Selon le juge, l’impossibilité qu’un enfant ait plus de deux parents pose problème eu égard à la réalité sociale de 2018.

Un juge invite le gouvernement à réfléchir à la pluriparentalité

MONTRÉAL — Signe évident que les temps ont changé, un juge québécois demande au gouvernement de réévaluer la possibilité de la triparentalité et même de la pluriparentalité, en raison d’une situation s’étant présentée devant lui: une mère biologique, sa conjointe en train de changer de sexe qui est la deuxième mère de la petite fille, et son père biologique.

Au Québec, la loi ne reconnaît que deux parents pour un enfant, et seuls ces deux noms seront inscrits sur le certificat de naissance. Bien que le législateur n’ait officiellement formulé aucune prohibition d’avoir plus de deux parents, l’analyse de la loi et des jugements mène à cette conclusion, écrit le juge Gary Morrison de la Cour supérieure.

Pourtant, la vie est souvent plus complexe, reconnaît le magistrat, dans une décision rendue fin avril.

Le père biologique d’une fillette de trois ans a demandé au tribunal de reconnaître son statut de parent, de faire inscrire son nom sur le certificat de naissance et de rayer celui de la deuxième mère de l’enfant. Il veut aussi que l’enfant porte son nom de famille.

Selon le juge, «l’impossibilité qu’un enfant ait plus de deux parents pose problème eu égard à la réalité sociale de 2018».

Il est d’avis «que le meilleur intérêt de l’enfant mineure requerrait que la loi permette la reconnaissance de sa réalité, soit que sur les plans émotionnel et socio-économique, elle a effectivement toujours eu trois parents».

Bref, ce cas illustre l’utilité de moderniser la situation québécoise quant à la triparentalité, écrit-il.

«Le meilleur intérêt de l’enfant» est le critère qui doit guider toutes les décisions prises à son sujet. Mais dans ce cas, le juge Morrison constate que le droit n’aide pas la fillette.

Au lieu de faire reconnaître les trois parents, la loi les pousse dans un combat juridique, «tentant d’en éliminer un parmi eux».

Malgré ses constats, le magistrat souligne qu’il n’a d’autre choix que d’appliquer la loi telle qu’elle existe actuellement: deux parents par enfant.

Et pour choisir ceux qui auront ce statut, il a d’abord déterminé si la fillette est issue d’une processus de procréation assistée - non, tranche-t-il - et a ensuite mesuré les droits de la mère non biologique par rapport à ceux du père biologique.

Ici, les deux femmes se sont mariées et voulaient avoir un enfant. Elles sont tombées sur une annonce internet du père, en couple avec un homme, qui souhaitait en avoir un lui aussi. Ils se sont rencontrés et ont ainsi «fusionné» leurs projets de parentalité, pour devenir trois parents actifs dans la vie de l’enfant, rapporte le juge.

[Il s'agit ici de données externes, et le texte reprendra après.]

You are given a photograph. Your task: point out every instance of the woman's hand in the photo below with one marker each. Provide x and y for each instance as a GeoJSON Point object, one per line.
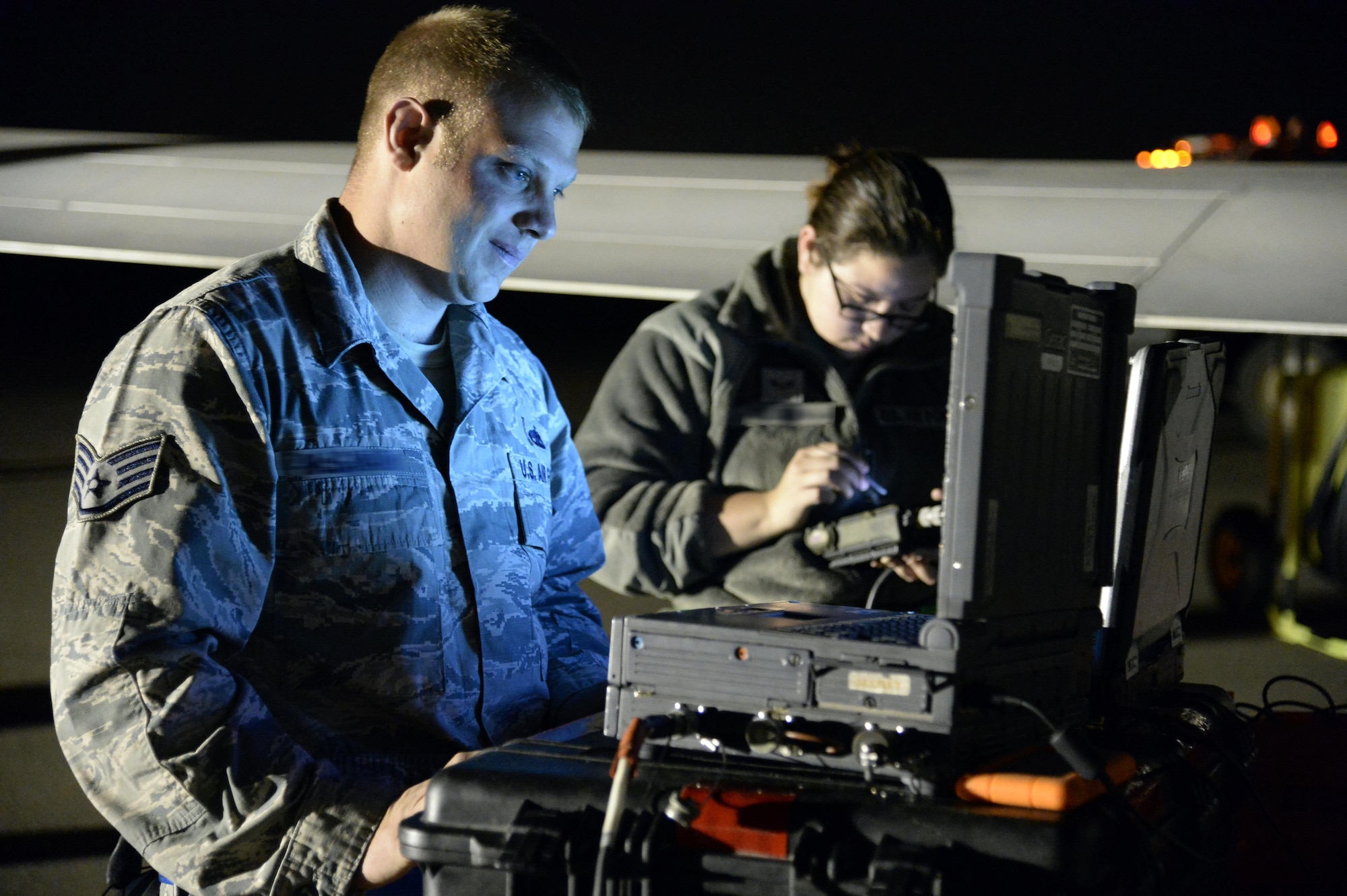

Ils ont même signé devant notaire une «Entente pour mettre un enfant au monde». Elle prévoit que le père doit avoir le statut de gardien légal dès la naissance et qu’il ait un pouvoir similaire sinon égal à celui des deux mères.

Ce n’est qu’après la naissance de l’enfant que la mère non biologique entreprend un processus de changement de sexe et veut que la fillette l’appelle «papa». Les deux mères seraient en instance de divorce en raison de ce changement, est-il écrit.

Les dispositions sur la procréation assistée prévoient que les droits d’un père biologique peuvent primer dans certains cas sur ceux d’une mère non biologique, même s’il n’est qu’un simple donneur de sperme, rappelle le juge. Et ici, l’homme est plus que ça.

«Il serait contextuellement déraisonnable de croire que le Législateur ait l’intention d’accorder plus de droits à un simple donneur de forces génétiques qu’à un père biologique qui n’est pas un tiers au plan parental et qui désire toujours satisfaire au rôle d’un vrai père à l’enfant», estime le juge Morrison.

Il tranche donc en faveur du père biologique: il ordonne donc que le certificat de naissance de l’enfant soit modifié pour le désigner comme père, mais refuse le changement de nom de famille de la fillette.

Changer son identité à ce stade ne serait pas dans son meilleur intérêt, dit le juge en ajoutant que les trois parents avaient décidé son nom de famille de concert.

Ailleurs dans le monde, et même dans certaines autres provinces canadiennes, plus de deux parents peuvent être reconnus par enfant, a souligné le juge en transmettant son invitation au gouvernement québécois «à réfléchir de nouveau à la reconnaissance de la triparentalité ou de la pluriparentalité, et ce, pour le meilleur intérêt des enfants mineurs».